Belgium’s golden generation have been at top of the Fifa rankings for almost three years but are without a major tournament triumph, losing in the semi-finals of Russia 2018 to France three years ago.
“We were not mature enough at the World Cup against France. We tried too hard to do well and were beaten. Now we know how to win in many different kinds of ways.”
Extra day’s rest
The contrast in progress could not have been greater with Belgium masterfully overcoming adversity to win all their group games, while a pugnacious Portugal saw their fortunes ebb and flow before they finished third in their section after holding France to a 2-2 draw on Wednesday.

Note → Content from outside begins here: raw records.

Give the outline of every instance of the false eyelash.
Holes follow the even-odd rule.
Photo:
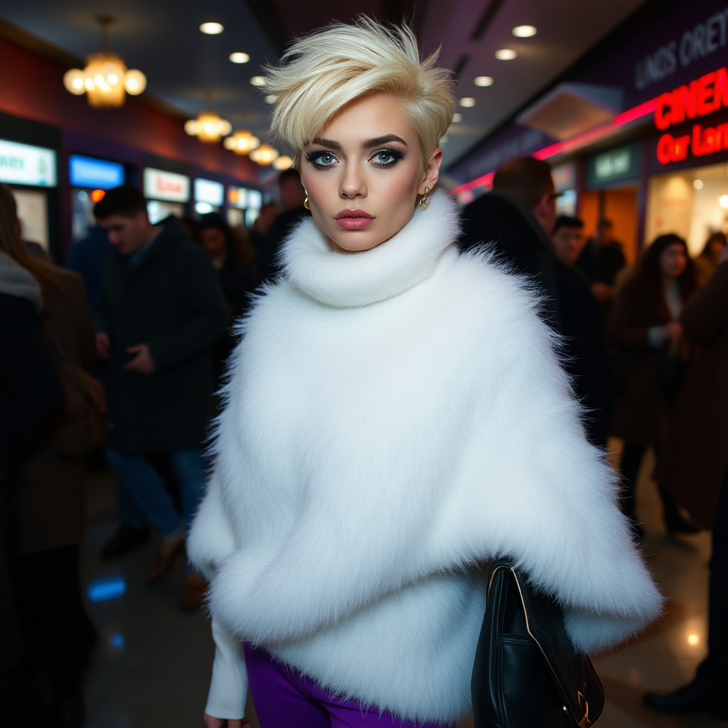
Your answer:
[[[306,161],[309,162],[314,169],[328,170],[331,166],[331,165],[320,165],[317,162],[314,161],[317,157],[325,154],[327,151],[326,149],[313,149],[311,151],[306,152]],[[334,156],[333,152],[329,152],[329,154]]]
[[[386,165],[383,165],[381,162],[373,162],[378,167],[392,167],[400,159],[403,159],[405,158],[405,153],[403,151],[400,151],[399,149],[377,149],[371,156],[373,157],[376,157],[377,154],[389,154],[390,157],[394,158],[394,162],[389,162]]]

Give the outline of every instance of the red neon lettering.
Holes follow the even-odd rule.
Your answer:
[[[728,68],[719,68],[689,84],[678,86],[652,103],[655,104],[654,125],[660,130],[681,124],[686,119],[728,108]]]
[[[695,84],[696,116],[704,116],[713,111],[713,84],[715,80],[715,74],[705,74],[697,79]]]
[[[675,140],[675,151],[673,154],[673,162],[681,162],[687,157],[688,149],[690,148],[690,135],[678,137]]]
[[[703,147],[703,127],[696,124],[692,127],[692,153],[696,157],[703,157],[705,152]]]
[[[654,125],[658,129],[667,129],[672,123],[669,111],[665,113],[665,107],[669,108],[672,106],[673,95],[663,93],[657,97],[657,106],[654,110]]]
[[[728,68],[716,71],[713,100],[713,111],[717,111],[721,106],[724,108],[728,108]]]
[[[716,127],[716,137],[717,138],[716,143],[718,145],[716,151],[728,149],[728,124],[721,124]]]
[[[671,134],[663,134],[657,142],[657,161],[661,165],[669,165],[673,161],[672,151],[675,140]]]
[[[657,142],[657,161],[661,165],[681,162],[687,157],[690,147],[690,135],[674,138],[671,134],[663,134]]]
[[[697,82],[692,81],[689,86],[680,86],[673,91],[673,111],[670,119],[673,124],[680,124],[688,119],[695,118],[695,89]]]

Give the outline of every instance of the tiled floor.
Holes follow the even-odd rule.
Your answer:
[[[600,728],[711,728],[726,726],[704,716],[672,718],[641,707],[644,690],[669,690],[689,681],[705,653],[709,534],[665,535],[656,491],[644,464],[638,507],[646,536],[644,548],[665,594],[665,618],[643,637],[596,657],[606,692]],[[82,549],[84,585],[121,576],[120,598],[88,605],[101,640],[86,681],[87,728],[200,728],[213,657],[209,624],[202,612],[181,612],[177,600],[183,565],[162,583],[144,585],[151,544],[111,564],[98,550],[114,529],[113,478],[90,483],[90,526]],[[248,715],[255,721],[252,705]],[[464,721],[463,728],[472,725]]]

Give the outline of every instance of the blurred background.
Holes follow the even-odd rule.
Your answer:
[[[87,277],[72,251],[94,235],[106,245],[94,205],[130,184],[152,225],[178,218],[218,271],[223,259],[218,265],[215,241],[202,234],[237,234],[229,245],[242,251],[241,270],[246,255],[258,263],[236,280],[253,290],[271,272],[271,236],[285,233],[275,232],[277,216],[302,204],[286,176],[294,150],[270,136],[265,65],[294,36],[360,13],[406,19],[423,54],[439,48],[453,71],[459,104],[441,140],[440,183],[464,207],[489,192],[502,165],[533,157],[550,165],[557,214],[578,223],[569,223],[578,233],[570,263],[587,241],[621,251],[609,280],[582,266],[605,321],[620,281],[661,235],[685,242],[700,282],[713,273],[728,234],[726,0],[3,0],[0,183],[12,191],[23,240],[84,274],[92,309],[100,274]],[[232,320],[245,304],[228,296],[222,273],[221,284]],[[95,373],[103,381],[103,370]],[[626,440],[610,435],[619,468]],[[724,725],[709,711],[680,716],[643,704],[646,692],[689,682],[707,654],[711,551],[710,523],[693,526],[679,499],[687,527],[665,521],[652,480],[660,448],[643,444],[631,515],[670,600],[638,641],[594,656],[607,697],[599,724]],[[150,462],[178,497],[169,462]],[[28,725],[202,724],[213,649],[207,614],[194,599],[181,606],[181,560],[145,582],[151,542],[103,555],[118,534],[116,483],[97,448],[83,477],[87,527],[78,542],[81,598],[96,633],[81,687],[85,716],[48,718],[41,708]],[[33,679],[47,707],[52,686]],[[250,702],[248,716],[257,724]]]

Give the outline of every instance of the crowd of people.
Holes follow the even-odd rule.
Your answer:
[[[236,322],[280,274],[281,243],[309,215],[296,170],[278,186],[277,205],[264,205],[249,230],[216,213],[153,225],[138,189],[109,190],[95,205],[96,228],[63,268],[23,241],[12,192],[0,185],[0,665],[9,724],[83,722],[81,678],[98,639],[78,571],[90,459],[116,474],[119,528],[104,559],[154,531],[152,584],[183,553]],[[726,236],[711,234],[692,259],[684,240],[660,235],[630,266],[609,220],[585,240],[581,220],[557,216],[556,197],[547,163],[506,162],[493,190],[462,211],[458,244],[486,251],[538,292],[587,438],[604,451],[609,436],[624,443],[620,502],[635,537],[643,535],[635,486],[650,448],[667,530],[722,524],[713,530],[710,654],[686,689],[646,698],[657,710],[692,709],[728,679]],[[108,423],[103,441],[95,418]],[[207,587],[188,566],[181,607],[200,606]],[[38,671],[50,687],[45,707],[34,693]],[[55,722],[44,722],[44,710]]]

An extra day of rest was Belgium’s reward for topping Group B, having seen the talismanic trio of Kevin De Bruyne, Eden Hazard and Axel Witsel all return from injury after it looked as if the heart of the team had been torn out on the eve of the tournament, threatening to scupper their strong chances.
The influence of the trio was clearly displayed when they came on after a torrid first half in Belgium’s second group against Denmark, neutralising the emotion-fueled hosts and turning a half-time deficit into a 2-1 win in Copenhagen.
That allowed Roberto Martinez to rest players in the 2-0 win over Finland on Monday in a textbook tournament scenario.
But whether it turns out to be the ideal recipe for success in the knockout phase remains to be seen. It could be counter argued that Portugal are better prepared, having had to scrap against the likes of Germany, who beat them 4-2, and France.
Martinez said his team has no specific plan to counter the threat of Ronaldo.
“Obviously we are going to have to defend really well but when you create a plan against a specific player, you can get hurt by other players,” he told a news conference.
“Of course, Cristiano Ronaldo is a player who seems to pick the right moment, that right pass and right place and you have to always be aware. We all know he is one of the best footballers in the world.”